Let $B$ be a commutative ring with unity. We say that $B$ is a Boolean ring if $x^2=x$ for all $x \in B$. The name “Boolean” certainly rings a bell of the idea of bool values in programming, or in general, the Boolean algebra that is frequently used in logic, digital electronics and computer science.

In this post, we will examine Boolean rings on a level of commutative algebra, followed by an explicit example in algebraic number theory.
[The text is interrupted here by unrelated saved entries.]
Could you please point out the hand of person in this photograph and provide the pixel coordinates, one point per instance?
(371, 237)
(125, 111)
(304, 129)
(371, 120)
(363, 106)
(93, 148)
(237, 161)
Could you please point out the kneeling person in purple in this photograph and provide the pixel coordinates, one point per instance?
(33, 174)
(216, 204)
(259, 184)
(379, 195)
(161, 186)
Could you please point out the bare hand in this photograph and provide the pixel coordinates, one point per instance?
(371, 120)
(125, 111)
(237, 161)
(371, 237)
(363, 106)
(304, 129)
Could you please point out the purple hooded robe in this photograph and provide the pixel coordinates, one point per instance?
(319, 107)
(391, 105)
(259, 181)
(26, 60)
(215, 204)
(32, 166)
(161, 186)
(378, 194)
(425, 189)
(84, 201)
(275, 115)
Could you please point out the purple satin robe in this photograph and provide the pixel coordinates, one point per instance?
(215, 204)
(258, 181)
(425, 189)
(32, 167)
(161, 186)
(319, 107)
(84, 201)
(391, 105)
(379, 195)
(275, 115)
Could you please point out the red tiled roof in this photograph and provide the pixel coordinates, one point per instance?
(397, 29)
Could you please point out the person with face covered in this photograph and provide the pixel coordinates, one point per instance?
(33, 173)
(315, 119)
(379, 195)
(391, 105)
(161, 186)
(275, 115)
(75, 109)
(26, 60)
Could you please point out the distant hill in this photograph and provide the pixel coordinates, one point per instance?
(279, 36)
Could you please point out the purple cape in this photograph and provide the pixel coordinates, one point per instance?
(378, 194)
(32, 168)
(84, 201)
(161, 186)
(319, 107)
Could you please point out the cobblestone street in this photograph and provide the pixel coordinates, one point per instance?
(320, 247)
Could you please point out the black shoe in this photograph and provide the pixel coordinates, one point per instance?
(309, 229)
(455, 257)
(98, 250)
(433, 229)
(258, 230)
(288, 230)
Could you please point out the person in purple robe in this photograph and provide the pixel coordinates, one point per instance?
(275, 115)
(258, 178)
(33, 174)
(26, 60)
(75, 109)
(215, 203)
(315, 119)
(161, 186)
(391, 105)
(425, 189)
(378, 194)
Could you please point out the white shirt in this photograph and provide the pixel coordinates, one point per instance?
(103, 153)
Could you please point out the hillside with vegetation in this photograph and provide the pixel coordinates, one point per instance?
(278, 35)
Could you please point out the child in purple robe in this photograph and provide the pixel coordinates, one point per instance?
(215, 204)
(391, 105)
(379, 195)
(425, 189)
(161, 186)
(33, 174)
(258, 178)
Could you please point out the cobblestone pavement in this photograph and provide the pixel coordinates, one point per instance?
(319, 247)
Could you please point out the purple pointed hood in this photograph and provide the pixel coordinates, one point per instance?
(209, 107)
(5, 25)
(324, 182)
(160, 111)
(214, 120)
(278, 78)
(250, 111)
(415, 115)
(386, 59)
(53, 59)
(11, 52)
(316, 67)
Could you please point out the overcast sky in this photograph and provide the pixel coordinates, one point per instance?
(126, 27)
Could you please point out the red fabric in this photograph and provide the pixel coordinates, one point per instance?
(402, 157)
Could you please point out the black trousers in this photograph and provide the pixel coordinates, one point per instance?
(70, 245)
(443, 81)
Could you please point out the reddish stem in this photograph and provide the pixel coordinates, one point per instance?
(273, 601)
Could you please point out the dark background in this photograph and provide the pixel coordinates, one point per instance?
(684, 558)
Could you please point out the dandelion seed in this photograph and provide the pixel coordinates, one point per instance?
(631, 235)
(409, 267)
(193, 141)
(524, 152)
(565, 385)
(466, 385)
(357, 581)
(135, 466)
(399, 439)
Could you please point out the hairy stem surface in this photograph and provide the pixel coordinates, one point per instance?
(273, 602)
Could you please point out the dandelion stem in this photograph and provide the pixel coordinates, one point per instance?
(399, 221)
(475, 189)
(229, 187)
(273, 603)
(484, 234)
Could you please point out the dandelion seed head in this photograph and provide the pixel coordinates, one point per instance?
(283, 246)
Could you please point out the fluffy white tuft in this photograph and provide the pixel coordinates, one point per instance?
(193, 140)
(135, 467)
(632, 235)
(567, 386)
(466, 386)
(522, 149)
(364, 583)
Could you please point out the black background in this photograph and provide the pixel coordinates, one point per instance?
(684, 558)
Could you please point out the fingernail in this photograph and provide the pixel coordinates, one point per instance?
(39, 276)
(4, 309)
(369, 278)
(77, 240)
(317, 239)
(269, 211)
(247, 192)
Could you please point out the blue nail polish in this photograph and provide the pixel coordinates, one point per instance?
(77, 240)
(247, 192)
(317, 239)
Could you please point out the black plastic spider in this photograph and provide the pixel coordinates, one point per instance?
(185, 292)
Basic properties of Boolean rings

Throughout, let $B$ be a Boolean ring.

Proposition 1. In the Boolean ring $B$, we have

1. $2x=0$ for all $x \in B$.
2. Every prime ideal $\mathfrak{p} \subset B$ is maximal, and $B/\mathfrak{p}$ is a field with two elements.
3. Every finitely generated ideal in $A$ is principal.

Proof. For 1, notice that

$$2x=2x^2=(2x)^2=4x^2 \implies 2x=2x^2=(4x^2-2x^2)=(2x^2-2x^2)=0$$

For 2, it suffices to show that for every prime ideal $\mathfrak{p} \subset B$, we have $B/\mathfrak{p} \cong \mathbb{Z}/2\mathbb{Z}$.
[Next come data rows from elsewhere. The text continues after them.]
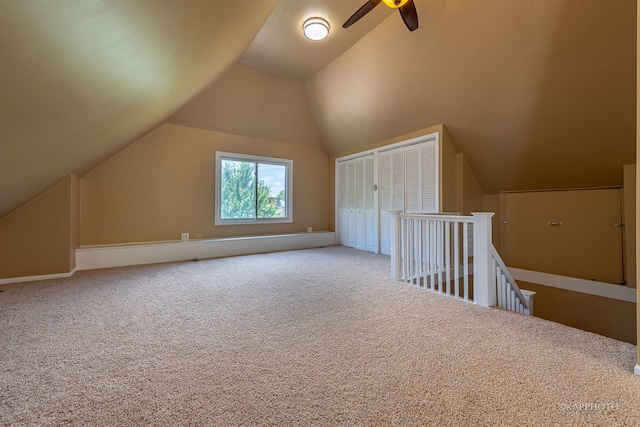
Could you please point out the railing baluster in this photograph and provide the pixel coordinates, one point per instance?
(456, 259)
(447, 256)
(465, 259)
(427, 253)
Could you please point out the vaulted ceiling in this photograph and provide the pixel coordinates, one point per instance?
(536, 94)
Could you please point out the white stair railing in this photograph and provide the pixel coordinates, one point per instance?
(453, 255)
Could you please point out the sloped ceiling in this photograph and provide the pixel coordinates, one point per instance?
(82, 79)
(537, 94)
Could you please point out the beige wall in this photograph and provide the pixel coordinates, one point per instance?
(472, 196)
(637, 216)
(449, 184)
(163, 185)
(40, 236)
(586, 245)
(629, 212)
(491, 203)
(604, 316)
(249, 101)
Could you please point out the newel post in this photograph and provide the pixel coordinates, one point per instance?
(395, 242)
(484, 274)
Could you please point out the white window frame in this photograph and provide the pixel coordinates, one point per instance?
(288, 163)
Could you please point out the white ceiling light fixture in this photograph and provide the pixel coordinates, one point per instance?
(315, 29)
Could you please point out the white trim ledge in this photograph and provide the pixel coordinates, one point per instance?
(120, 255)
(37, 278)
(591, 287)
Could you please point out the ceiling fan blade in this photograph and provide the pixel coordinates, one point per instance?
(409, 15)
(364, 9)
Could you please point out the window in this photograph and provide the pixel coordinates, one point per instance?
(253, 190)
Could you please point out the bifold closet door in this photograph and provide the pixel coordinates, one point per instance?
(391, 192)
(356, 207)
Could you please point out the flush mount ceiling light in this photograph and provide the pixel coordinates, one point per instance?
(394, 4)
(315, 28)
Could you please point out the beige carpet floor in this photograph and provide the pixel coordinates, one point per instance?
(318, 337)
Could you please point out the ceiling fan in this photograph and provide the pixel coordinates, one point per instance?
(406, 7)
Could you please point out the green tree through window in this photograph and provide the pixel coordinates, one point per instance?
(240, 199)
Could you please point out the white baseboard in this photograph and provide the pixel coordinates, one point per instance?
(591, 287)
(106, 256)
(37, 278)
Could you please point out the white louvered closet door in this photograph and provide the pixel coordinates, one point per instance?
(356, 206)
(421, 178)
(391, 196)
(343, 211)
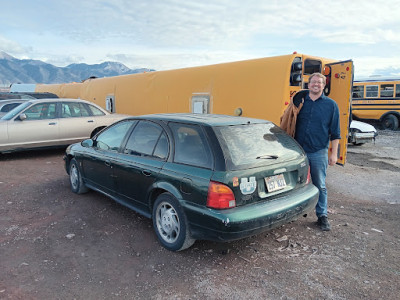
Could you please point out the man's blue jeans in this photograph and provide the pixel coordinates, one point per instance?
(318, 165)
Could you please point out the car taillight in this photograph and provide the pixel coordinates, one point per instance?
(220, 196)
(308, 176)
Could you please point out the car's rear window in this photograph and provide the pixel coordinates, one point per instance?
(252, 145)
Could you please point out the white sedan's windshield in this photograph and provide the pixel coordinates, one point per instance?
(12, 113)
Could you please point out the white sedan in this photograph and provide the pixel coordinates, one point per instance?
(52, 122)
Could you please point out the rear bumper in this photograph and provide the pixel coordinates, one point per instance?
(244, 221)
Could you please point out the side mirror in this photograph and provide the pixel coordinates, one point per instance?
(87, 143)
(22, 117)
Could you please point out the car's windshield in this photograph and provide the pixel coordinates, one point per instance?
(256, 144)
(12, 113)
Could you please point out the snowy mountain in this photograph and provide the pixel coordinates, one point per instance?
(14, 70)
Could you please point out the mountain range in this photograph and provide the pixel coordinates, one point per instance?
(13, 70)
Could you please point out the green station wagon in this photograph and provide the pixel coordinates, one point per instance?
(209, 177)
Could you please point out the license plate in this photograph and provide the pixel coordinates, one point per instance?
(275, 183)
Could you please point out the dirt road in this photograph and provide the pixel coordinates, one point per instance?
(58, 245)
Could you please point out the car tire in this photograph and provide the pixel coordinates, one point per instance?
(170, 223)
(391, 122)
(75, 178)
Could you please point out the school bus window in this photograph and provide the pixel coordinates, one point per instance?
(311, 66)
(387, 90)
(397, 90)
(372, 91)
(358, 91)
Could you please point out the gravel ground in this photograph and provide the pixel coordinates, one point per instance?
(58, 245)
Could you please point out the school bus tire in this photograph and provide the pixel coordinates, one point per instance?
(390, 121)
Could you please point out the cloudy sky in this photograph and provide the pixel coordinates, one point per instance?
(169, 34)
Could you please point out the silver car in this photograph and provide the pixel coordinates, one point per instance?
(52, 122)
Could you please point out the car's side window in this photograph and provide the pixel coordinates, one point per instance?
(95, 111)
(191, 146)
(111, 138)
(73, 110)
(41, 111)
(147, 139)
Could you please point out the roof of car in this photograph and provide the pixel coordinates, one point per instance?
(2, 102)
(57, 100)
(26, 95)
(205, 119)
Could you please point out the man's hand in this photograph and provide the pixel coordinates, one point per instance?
(332, 159)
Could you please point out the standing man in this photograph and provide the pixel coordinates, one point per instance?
(317, 124)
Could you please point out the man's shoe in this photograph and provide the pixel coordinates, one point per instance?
(323, 223)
Pick $x \in B \setminus \mathfrak{p}$. Then in $B/\mathfrak{p}$ we have $\overline{x}^2=\overline{x}$, where $\overline{x}=x+\mathfrak{p} \in B/\mathfrak{p}$. Therefore $\overline{x}(\overline{x}-\overline{1})=0$. However, since $B/\mathfrak{p}$ is entire, we see that we must have $\overline{x}=\overline{1}$ since $x \not\in \mathfrak{p}$. Therefore there are exactly two elements in $B/\mathfrak{p}$,...